Jacobs, Rose Gell
JACOBS, ROSE GELL
JACOBS, ROSE GELL (1888–1975), U.S. teacher and activist. A founding member of the Hadassah Organization in 1912, Jacobs rose through the ranks to become a prominent Zionist speaker, organizer, and national leader. She was born in New York City in 1888, educated at Columbia University, and taught in local public schools (1908–14). After marrying Edward Jacobs, an Atlanta attorney, she left teaching and became more active in Jewish affairs. She founded several Hadassah chapters in the American south and edited Hadassah's newsletter from 1920 to 1925. Jacobs held several senior posts in Hadassah and served two terms as Hadassah's national president (1930–32 and 1934–37).
With the rise of the Nazis, Jacobs pushed Hadassah to help European Jewry. It was on Jacobs' advice – and with her signature on the Jewish Agency contract in 1935 – that Hadassah officially adopted the Youth Aliyah program to rescue Jewish youth from Nazi Europe. In 1936, at great personal risk, Jacobs visited Germany to investigate the situation of the Jewish community and firm up Hadassah's role in Youth Aliyah. Over the following years, with vital support from Hadassah, Youth Aliyah rescued many thousands of youngsters from war-torn Europe.

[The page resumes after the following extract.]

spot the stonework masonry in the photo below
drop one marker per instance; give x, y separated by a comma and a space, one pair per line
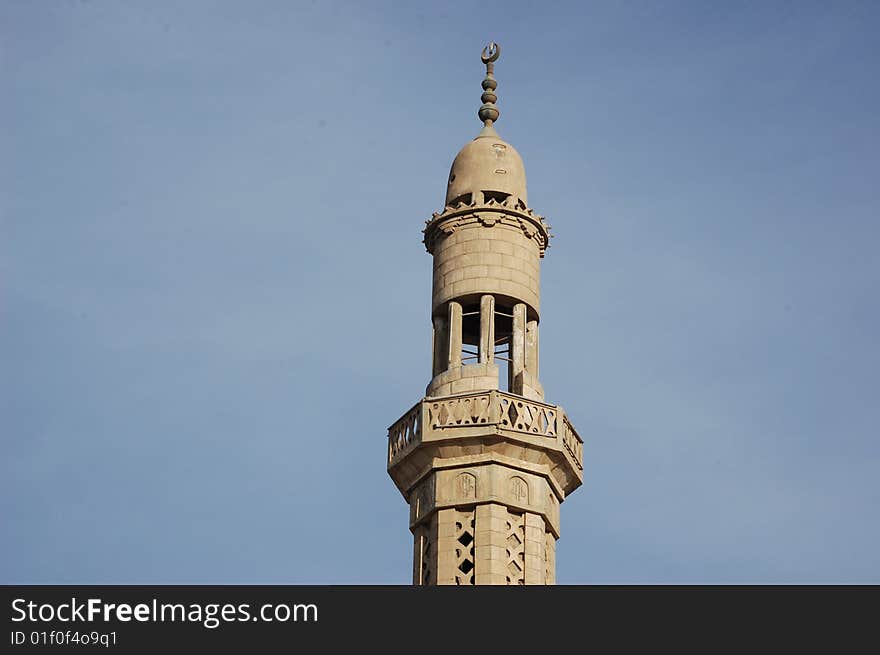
483, 461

In 1940, ignoring the dangers of wartime travel, Jacobs went to Palestine to set up the Hadassah Emergency Committee as an on-site administrative body for Hadassah's health and social welfare programs there.
Jacobs was an initiator of the building program of the Rothschild-Hadassah-University Hospital and Medical School on Mount Scopus. She also served on the executive of the Jewish Agency for Palestine from 1937 to 1946; chaired Hadassah's Committee for the Study of Arab-Jewish Relations from 1941 to 1943; and served on the board of governors of The Hebrew University. After the war, Jacobs worked with the esco Foundation to promote industrial development in Palestine (later Israel).
Jacobs died on August 14, 1975, in New York City.